We tried comparing the performance of BigQuery on the Star Schema Benchmark described here. The benchmark creates a table which is partitioned on Year and clustered on date.

When following query was run (Q1.3):

SELECT sum(LO_EXTENDEDPRICE * LO_DISCOUNT) AS revenue

FROM lineorder_flat

WHERE (toISOWeek(LO_ORDERDATE) = 6) AND (toYear(LO_ORDERDATE) = 1994) AND ((LO_DISCOUNT >= 5) AND (LO_DISCOUNT <= 7)) AND ((LO_QUANTITY >= 26) AND (LO_QUANTITY <= 35))

we found BQ did a scan of all the rows in partition corresponding to the year 1994.

Expected: since the data is clustered (ordered) on the date, it should only have scanned a much smaller subset of the data. For comparison Clickhouse does just that - it only processes the rows corresponding to week 6 which is 50x less (there are 52 weeks in a year).

Conclusion: clustering the data has seemingly no benefit

Why is it like this? Can anyone explain this?

We saw same behavior for queries Q1.2, Q3.4. In those queries there is a predicate on the month clause in addition to the year. But BQ ends up processing the entire partition instead of just the rows in the month.
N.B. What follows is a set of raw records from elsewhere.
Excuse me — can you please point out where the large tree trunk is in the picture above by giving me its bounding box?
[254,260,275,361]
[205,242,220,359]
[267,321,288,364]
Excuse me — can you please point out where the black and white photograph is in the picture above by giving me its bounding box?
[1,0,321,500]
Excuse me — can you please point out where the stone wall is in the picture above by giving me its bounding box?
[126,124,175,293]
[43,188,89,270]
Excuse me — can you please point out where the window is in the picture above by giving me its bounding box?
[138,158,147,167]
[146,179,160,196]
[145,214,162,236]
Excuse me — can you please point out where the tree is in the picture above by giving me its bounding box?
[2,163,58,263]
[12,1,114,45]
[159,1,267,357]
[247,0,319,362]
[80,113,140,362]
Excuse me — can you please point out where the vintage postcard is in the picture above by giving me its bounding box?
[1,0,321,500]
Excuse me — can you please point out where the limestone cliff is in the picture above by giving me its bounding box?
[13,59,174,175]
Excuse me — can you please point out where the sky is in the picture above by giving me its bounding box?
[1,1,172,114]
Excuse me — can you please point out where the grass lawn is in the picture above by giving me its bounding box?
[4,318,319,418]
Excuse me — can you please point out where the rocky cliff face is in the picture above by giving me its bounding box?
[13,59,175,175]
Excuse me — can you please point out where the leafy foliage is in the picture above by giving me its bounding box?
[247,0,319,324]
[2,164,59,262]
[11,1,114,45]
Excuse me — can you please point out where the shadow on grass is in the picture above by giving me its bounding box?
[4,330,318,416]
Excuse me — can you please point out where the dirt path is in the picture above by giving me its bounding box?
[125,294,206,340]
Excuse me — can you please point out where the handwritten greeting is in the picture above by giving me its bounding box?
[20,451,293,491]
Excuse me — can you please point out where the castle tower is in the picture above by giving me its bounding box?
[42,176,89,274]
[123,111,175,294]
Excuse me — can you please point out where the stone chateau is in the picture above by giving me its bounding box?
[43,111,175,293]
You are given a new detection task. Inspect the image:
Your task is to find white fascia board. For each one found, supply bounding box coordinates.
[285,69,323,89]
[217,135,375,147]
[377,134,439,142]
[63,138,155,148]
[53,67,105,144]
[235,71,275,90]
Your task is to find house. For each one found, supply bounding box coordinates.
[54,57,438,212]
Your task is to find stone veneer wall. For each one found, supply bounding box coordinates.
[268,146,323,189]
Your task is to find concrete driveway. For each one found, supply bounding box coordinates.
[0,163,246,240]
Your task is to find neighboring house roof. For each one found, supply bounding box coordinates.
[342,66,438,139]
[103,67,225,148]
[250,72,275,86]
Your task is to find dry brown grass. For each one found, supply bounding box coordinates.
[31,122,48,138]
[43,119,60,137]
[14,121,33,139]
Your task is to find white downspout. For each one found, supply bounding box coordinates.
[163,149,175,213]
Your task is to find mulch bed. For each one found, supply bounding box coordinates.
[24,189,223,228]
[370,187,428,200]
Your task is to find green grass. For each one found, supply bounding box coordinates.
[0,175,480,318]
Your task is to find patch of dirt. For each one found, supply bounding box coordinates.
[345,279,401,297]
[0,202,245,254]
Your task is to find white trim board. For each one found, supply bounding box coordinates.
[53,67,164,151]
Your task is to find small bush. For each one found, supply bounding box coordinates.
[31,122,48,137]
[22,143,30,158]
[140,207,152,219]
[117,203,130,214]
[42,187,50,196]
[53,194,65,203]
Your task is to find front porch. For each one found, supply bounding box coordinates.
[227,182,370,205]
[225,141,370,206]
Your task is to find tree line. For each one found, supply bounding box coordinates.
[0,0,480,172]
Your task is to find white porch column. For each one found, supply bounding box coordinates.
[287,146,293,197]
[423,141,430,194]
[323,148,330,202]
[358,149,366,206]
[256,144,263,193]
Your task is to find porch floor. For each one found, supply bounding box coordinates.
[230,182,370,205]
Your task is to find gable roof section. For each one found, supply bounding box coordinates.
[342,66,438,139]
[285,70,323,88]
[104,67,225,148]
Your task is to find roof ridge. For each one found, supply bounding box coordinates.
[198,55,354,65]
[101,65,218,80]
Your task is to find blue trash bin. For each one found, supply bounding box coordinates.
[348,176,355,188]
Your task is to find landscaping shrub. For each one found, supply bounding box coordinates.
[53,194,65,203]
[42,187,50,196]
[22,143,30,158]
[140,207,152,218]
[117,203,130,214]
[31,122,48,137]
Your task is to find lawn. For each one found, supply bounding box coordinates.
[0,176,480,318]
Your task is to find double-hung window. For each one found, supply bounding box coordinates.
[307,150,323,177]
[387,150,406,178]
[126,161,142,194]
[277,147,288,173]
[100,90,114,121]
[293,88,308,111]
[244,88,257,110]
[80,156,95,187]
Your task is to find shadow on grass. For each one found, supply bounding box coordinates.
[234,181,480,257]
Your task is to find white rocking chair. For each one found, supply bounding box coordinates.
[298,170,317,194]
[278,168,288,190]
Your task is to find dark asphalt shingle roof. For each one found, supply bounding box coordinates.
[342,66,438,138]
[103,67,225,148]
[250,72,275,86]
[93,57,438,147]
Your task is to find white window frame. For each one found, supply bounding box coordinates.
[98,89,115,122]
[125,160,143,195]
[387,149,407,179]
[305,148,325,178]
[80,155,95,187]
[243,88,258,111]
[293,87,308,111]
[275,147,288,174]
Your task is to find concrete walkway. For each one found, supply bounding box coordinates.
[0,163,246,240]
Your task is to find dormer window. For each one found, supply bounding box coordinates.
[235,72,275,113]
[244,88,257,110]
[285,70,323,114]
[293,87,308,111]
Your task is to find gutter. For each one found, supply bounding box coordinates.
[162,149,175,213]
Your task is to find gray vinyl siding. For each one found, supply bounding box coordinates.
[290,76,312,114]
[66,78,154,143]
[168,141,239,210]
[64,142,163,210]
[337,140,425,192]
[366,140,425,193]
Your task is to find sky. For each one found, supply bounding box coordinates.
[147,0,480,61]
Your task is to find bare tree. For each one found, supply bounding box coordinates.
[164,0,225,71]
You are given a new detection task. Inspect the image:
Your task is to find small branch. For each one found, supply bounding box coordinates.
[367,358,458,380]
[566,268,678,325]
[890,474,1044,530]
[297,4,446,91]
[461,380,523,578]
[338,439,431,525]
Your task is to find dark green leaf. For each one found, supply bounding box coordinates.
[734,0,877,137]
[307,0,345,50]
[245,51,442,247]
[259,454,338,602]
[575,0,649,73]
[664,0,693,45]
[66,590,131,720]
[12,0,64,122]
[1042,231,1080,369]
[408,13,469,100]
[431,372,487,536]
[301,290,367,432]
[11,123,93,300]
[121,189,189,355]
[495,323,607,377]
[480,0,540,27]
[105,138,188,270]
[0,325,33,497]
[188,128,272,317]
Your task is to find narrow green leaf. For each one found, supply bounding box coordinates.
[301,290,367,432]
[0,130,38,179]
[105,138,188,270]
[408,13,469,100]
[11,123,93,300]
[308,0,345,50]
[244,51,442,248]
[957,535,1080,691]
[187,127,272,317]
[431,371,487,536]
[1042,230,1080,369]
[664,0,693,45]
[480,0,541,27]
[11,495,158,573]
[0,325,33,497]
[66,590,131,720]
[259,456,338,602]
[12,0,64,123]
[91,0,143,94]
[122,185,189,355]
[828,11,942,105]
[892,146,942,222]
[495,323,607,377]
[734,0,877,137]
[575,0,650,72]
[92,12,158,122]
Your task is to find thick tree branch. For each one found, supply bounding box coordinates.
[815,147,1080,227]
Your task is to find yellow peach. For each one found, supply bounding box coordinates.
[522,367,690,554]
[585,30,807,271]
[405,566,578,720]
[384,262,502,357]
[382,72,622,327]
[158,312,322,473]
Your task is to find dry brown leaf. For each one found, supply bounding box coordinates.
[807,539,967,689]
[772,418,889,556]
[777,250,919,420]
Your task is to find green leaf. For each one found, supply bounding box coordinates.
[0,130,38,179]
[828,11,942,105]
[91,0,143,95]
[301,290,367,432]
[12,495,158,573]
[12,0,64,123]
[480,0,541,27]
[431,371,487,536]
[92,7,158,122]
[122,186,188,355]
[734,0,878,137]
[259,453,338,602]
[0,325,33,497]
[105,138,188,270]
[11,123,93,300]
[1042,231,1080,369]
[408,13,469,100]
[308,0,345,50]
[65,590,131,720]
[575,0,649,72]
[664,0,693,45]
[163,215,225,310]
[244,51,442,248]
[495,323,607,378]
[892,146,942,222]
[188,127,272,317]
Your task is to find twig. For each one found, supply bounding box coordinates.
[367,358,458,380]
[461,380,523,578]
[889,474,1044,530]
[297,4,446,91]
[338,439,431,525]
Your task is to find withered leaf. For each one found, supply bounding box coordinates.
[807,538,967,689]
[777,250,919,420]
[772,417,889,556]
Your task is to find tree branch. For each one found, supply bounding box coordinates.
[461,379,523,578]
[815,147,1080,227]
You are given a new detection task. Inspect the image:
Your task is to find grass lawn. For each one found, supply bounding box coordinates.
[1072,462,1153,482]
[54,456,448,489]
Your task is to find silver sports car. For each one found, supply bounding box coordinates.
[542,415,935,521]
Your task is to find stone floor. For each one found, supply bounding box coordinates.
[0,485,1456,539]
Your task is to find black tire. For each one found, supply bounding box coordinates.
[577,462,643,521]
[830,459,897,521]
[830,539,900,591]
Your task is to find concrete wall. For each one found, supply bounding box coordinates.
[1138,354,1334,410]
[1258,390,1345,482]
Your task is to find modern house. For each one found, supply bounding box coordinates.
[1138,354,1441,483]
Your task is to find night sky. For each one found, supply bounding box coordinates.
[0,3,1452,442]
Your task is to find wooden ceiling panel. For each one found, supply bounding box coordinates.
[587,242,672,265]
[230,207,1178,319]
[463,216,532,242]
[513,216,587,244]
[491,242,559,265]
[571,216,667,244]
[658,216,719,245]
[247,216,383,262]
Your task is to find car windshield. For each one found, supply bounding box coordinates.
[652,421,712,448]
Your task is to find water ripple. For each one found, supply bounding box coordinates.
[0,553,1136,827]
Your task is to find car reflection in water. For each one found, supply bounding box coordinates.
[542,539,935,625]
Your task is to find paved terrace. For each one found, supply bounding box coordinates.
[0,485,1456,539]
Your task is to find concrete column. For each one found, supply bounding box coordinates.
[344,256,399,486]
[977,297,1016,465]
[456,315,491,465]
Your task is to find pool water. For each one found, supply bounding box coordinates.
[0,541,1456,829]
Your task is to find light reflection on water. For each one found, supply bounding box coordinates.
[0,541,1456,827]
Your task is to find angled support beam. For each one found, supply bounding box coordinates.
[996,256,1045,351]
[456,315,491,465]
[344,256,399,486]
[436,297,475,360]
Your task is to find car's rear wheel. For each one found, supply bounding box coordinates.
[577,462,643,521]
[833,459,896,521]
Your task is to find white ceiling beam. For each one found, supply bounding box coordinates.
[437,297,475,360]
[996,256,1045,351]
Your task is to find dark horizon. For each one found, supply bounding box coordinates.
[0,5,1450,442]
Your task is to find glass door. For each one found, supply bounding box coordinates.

Any explanation and guidance appreciated. we are quite impressed with BQ's speed and massive parallelization.

RC1

@morpheus I think clustering benefits when your data size is greater than 1 GB. What is the size of the data in 1994 partition and what is the size of your overall data ?

morpheus

here are the details of the table we are querying:

the 1994 partition has 303M rows in it.